On the same trip in 2010, I came across the Turkish border heading straight for Aleppo. The first thing that struck me about the dictatorship was all the posters extolling the virtues of Assad. I expect that many have been ripped down and many have been replaced by shiny political reinforcements in the neverending battle to control hearts and minds. I bought rosewater hookah tobacco for a friend in the Aleppo souk. It was one of the first and greatest treasures to be razed away from the occupying rebels by the government forces. All those spices, fruits, kitchen parts, oils, perfumes, watches, knives and lines of tinsel and masks lying under the Unesco protected rubble.

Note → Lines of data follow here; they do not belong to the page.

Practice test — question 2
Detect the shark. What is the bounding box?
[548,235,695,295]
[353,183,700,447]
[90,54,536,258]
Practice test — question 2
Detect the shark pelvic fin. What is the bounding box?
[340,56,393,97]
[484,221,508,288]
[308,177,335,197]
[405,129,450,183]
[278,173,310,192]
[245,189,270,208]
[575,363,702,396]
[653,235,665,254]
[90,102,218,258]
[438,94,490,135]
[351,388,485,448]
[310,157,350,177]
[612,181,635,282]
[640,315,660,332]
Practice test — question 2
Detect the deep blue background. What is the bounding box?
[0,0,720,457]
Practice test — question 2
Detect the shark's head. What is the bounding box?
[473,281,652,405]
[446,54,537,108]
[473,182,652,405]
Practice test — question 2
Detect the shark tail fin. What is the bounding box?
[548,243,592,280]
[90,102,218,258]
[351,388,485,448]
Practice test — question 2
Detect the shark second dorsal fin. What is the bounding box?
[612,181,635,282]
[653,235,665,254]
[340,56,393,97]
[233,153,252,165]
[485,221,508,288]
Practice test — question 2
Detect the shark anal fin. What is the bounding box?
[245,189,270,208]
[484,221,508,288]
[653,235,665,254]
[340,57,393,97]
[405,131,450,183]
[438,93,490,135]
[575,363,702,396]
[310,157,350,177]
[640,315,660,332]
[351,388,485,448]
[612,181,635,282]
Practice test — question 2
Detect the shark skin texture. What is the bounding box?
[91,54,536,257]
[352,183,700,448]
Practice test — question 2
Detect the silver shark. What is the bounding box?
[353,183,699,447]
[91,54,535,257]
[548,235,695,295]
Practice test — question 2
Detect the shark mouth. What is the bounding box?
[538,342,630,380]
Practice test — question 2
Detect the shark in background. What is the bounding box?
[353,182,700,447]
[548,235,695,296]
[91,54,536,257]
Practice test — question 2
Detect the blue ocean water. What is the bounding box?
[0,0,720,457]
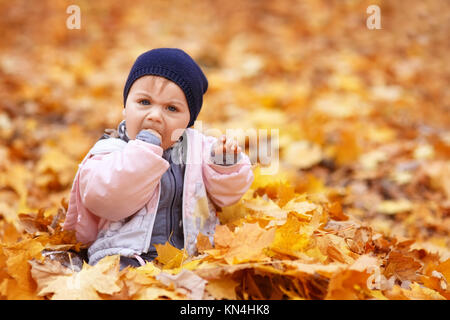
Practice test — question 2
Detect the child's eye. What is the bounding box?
[139,99,150,105]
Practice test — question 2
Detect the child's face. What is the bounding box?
[123,75,190,150]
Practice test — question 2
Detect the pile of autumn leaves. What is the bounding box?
[0,168,450,299]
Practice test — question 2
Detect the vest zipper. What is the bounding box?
[168,166,177,247]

I spent a few dusk hours listening to a classical youth orchestra in the Aleppo citadel. The holdfast stood in the heart of the city, strong against crusaders, colonists and peasants. A few shells made short work of the great stone door. All those arrow slits looking out over the ancient city were used by government snipers as they picked off careless rebels and civilians.

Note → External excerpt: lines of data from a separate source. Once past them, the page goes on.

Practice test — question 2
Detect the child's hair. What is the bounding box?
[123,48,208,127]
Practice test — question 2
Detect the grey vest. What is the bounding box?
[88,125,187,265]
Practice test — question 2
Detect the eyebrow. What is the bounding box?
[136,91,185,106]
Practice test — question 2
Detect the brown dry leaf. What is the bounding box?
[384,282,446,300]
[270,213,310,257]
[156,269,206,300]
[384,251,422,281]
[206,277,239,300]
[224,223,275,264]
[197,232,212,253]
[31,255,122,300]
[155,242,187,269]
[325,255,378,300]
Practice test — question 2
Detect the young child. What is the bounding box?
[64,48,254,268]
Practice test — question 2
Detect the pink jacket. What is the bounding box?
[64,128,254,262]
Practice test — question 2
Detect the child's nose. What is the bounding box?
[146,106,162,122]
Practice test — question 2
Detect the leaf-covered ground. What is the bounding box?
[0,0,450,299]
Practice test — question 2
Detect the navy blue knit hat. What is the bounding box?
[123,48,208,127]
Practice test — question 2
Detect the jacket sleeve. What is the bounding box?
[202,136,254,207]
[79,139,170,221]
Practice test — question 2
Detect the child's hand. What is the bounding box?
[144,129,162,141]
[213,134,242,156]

Away from the cities, some of the happiest memories of my life are exploring and scrambling around two Syrian crusader castles. Krak des Chevaliers is the more famous and the better maintained. High atop a range of hills, the walls are a sun-bleached statement of defiance that were impregnable for years and only broken by siege and surrender. Smoke rose over the Krak in 2012 and our best understanding is that a wall and a tower have been ripped down. I loved Qal'at Salah al-Din even more, spending hours tiptoeing along ramparts, rummaging in the undergrowth and climbing up broken towers, totally unsupervised and undisturbed by unconcerned and sun-shy guards. It was some of the most fun I've had in my adult life. Who knows. Perhaps the damage it has sustained from shells and mortars and prolonged gun battles adds to the atmosphere.

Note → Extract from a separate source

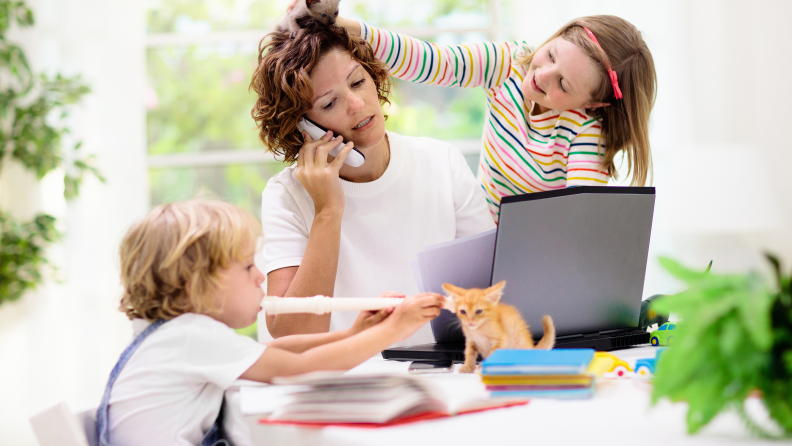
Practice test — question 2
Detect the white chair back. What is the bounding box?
[30,403,99,446]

In four months in the Middle East, the best kebab I've ever had was in Damascus. I spent one evening bar hopping in the very cool Damascene Christian Quarter with some folk from the hostel. We got chatting to two Kurds in a small park and we mentioned that it was one of our birthdays. They disappeared and turned up half an hour later with two slabs of Efes beer and a birthday cake. The Christian quarter endured unscathed under the professed multi-faith protection of the government, but has since fallen victim to suicide bombs. Another Christian community as old as any in Europe is conducting an exodus. Time, more recent travels, and literal distance inevitably separates us from reports of atrocities in places that deeply affected us. Lalish is worth saving and worth visiting. The castles, mosques, monasteries and bars of Syria are worth saving and worth visiting. Every person I spoke to there is worth remembering and worrying about. I can't truly grieve for every place in turmoil that I've ever been to. But there are places that have changed me that have been grievously hurt. And I will return when I can. Because the experience is worth the grief.